This alone might make you think of stuffed shirts snooty elitist musicians and cloud your perception of my perceptions. But keep your mind open, 'cause I hail from a musical school which sees value in almost every type of music, not just classical but country, not just Bach but blues. I like them all, play them all, and get a real charge out of teaching them all.

And that's the first reason why I like this book so much - it says so much about PEOPLE and our likes and dislikes. I've always held that music is the way it is because people are the way they are, and any book which examines the human side of what is smugly called "music theory" is a book I've got to read. Thus, the first point in favor of this sanely sized book is subject matter - people and their opinions.

Second point of success is that the editors have gathered a truly eclectic batch of essays which deal with music from a dizzying variety of angles.

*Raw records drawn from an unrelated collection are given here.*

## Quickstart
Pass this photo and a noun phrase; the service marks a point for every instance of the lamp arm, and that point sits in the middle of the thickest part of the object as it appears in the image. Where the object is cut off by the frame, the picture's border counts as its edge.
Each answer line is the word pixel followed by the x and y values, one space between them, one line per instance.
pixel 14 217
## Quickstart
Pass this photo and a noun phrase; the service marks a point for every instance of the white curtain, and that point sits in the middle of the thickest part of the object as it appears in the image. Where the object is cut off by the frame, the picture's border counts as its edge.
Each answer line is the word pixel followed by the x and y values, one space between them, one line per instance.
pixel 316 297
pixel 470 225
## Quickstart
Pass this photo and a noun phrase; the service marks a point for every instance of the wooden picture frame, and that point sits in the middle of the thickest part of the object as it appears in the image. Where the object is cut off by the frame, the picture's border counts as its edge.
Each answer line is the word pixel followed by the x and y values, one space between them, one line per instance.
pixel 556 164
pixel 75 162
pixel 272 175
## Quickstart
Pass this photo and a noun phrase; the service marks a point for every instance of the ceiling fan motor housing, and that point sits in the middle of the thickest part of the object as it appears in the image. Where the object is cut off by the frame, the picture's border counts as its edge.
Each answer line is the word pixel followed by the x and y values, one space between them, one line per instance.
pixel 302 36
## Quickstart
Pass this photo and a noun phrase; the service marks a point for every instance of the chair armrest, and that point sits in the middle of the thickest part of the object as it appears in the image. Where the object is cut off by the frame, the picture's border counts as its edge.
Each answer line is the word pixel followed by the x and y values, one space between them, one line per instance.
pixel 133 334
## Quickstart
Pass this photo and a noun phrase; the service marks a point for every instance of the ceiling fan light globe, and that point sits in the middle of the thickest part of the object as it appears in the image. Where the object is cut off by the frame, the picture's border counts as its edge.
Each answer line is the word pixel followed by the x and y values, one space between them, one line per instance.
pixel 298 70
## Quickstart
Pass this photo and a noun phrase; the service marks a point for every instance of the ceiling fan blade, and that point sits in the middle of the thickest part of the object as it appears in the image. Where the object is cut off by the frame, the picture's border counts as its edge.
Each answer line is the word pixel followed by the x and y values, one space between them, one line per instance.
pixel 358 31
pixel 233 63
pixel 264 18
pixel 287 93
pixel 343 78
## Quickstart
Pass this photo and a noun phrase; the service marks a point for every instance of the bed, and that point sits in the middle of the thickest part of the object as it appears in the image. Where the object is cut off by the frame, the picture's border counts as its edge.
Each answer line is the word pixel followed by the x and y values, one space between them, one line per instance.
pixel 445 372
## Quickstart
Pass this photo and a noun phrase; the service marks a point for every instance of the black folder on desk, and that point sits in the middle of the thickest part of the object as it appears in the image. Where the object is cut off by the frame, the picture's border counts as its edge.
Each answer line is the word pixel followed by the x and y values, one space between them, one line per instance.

Eclectic is good, to my way of thinking (so what that you can play everything Chopin ever wrote? can you play a Beatles tune or improvise some jazz?) Just consider these chapter headings:

Does Kenny G Play Bad Jazz?
The Good, the Bad, and the Folk
Extreme Noise Terror: Punk Rock and the Aesthetics of Badness
Rock Critics Need Bad Music

Gad, what a grab bag!

Some of these essays are seriously serious, inserted I think with the editors' tounges firmly in cheek, to demonstrate the uber-complexity of the "minds" of some music "theorists." Other essays simply and quickly make points about how various genres have been marketed. Oh, this is wild stuff, and even my years in the music field didn't provide some of these understandings. Any reader interested in the ebb and flow of music and society will find fascinating material here.

The chief editor, Christopher Washburne, contributes an introduction and only one essay, one of those mentioned above, the one concerning Kenny G. I find myself still a bit confused by him, albeit in an interesting, entertaining fashion. Is Mr. Washburne a card-carrying member of the Music Snob Society? His excellent musical credentials in both teaching and performing of classical and pop music might make you think so. Or is he pulling our legs with wild abandon, hamming up his role as the elitist Music Professor at Columbia University while secretly trashing so many of his snooty fellows in their ivory towers? Whichever, he's assembled a great collection of information here which deserves a read from any person who finds humans and their forays into the world of the arts to be worth more investigation.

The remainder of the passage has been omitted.